Bowel cancer can develop without any early warning signs. The cancer can grow on the inside wall of the bowel for several years before spreading to other parts of the body.
Often very small amounts of blood, invisible to the naked eye, leak from these growth and pass into bowel movements before any symptoms are noticed.
A bowel cancer screening test called a Faecal Immunochemical Test (FIT) can detect these small amounts of blood in bowel movements.
The test looks for blood in your bowel movement, but not for bowel cancer itself.
Screening using a faecal immunochemical test (FIT) is one of the most effective ways to reduce the risk of dying from bowel cancer. The FIT can detect blood from pre-cancerous polyps or from early stage bowel cancer. When identified early, 90% of bowel cancer cases can be successfully treated.
The faceal immunochemical test involves placing small samples of toilet water or stool on a special card and mailing them to a pathology laboratory for analysis. The results are then sent back to you and your GP.
A negative result means blood has not been detected in your samples and it is recommended that you repeat a bowel cancer screening test every 1 to 2 years. However, this does not mean that you do not have, or can never develop, bowel cancer, since some bowel cancers do not bleed or only bleed on and off. In between times, if you develop any symptoms of bowel cancer, see your GP immediately.
A positive result means blood has been detected in your samples. If blood is detected, you should contact your GP immediately to discuss the result and obtain a referral for further investigation via colonoscopy within 30 days. The presence of blood may be due to conditions other than cancer, such as polyps, haemorrhoids, or inflammation of the bowel, but the cause of bleeding needs to be investigated by colonoscopy. During the procedure, any polyps can be identified and removed or a diagnosis of bowel cancer confirmed.
The faecal immunochemical test has been selected as the preferred testing method for the BowelScreen Australia® Program and the tax-payer funded National Bowel Cancer Screening Program (NBCSP).
In accordance with medical guidelines, Bowel Cancer Australia recommends people at average risk* of bowel cancer screen using a faecal immunochemical test (FIT) every 1 to 2 years from age 50.
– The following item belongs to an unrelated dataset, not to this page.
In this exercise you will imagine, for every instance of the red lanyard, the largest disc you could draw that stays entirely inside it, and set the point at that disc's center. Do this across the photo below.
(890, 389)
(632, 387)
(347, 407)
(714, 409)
*People with no symptoms, no family history, up to those with one affected first-degree relative diagnosed with bowel cancer aged 55 or over.
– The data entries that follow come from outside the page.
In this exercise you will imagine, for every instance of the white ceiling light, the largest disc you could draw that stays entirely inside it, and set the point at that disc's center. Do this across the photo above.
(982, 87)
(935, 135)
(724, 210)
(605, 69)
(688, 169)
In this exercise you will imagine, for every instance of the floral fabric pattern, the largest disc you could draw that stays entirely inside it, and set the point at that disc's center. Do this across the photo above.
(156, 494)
Screening tests have risks
Decisions about screening tests can be difficult. Not all screening tests are helpful and most have risks. Before having any screening test, you may want to discuss the test with your GP or Pharmacist. It is important to know the risks of the test and whether it has been proven to reduce the risk of dying from cancer.
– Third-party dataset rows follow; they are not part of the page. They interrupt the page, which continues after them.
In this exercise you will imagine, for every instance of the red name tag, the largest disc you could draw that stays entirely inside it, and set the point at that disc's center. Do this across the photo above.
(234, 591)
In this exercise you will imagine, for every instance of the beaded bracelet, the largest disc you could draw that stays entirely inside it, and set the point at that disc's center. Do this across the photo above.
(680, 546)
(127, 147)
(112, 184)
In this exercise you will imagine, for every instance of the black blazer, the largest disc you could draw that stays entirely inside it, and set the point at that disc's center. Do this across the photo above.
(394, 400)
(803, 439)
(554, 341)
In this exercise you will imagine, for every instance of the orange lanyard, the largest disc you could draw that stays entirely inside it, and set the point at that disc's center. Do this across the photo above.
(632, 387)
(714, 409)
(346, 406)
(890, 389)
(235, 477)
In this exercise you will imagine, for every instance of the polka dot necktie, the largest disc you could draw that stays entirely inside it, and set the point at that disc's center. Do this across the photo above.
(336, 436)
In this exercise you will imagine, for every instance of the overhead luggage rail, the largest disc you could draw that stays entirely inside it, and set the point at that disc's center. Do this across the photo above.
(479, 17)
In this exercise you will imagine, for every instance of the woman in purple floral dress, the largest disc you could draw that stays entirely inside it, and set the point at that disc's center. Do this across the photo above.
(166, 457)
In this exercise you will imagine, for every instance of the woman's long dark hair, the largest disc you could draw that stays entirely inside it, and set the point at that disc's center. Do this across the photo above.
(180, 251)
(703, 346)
False-negative test results can occur
Screening test results may appear to be normal even though bowel cancer is present. A person who receives a false-negative test result (one that shows there is no cancer when there really is) may delay seeking medical care even if there are symptoms.
False-positive test results can occur
Screening test results may appear to be abnormal even though no cancer is present. A false-positive test result (one that shows there is cancer when there really isn't) can cause anxiety and is usually followed by more tests (such as biopsy), which also have risks.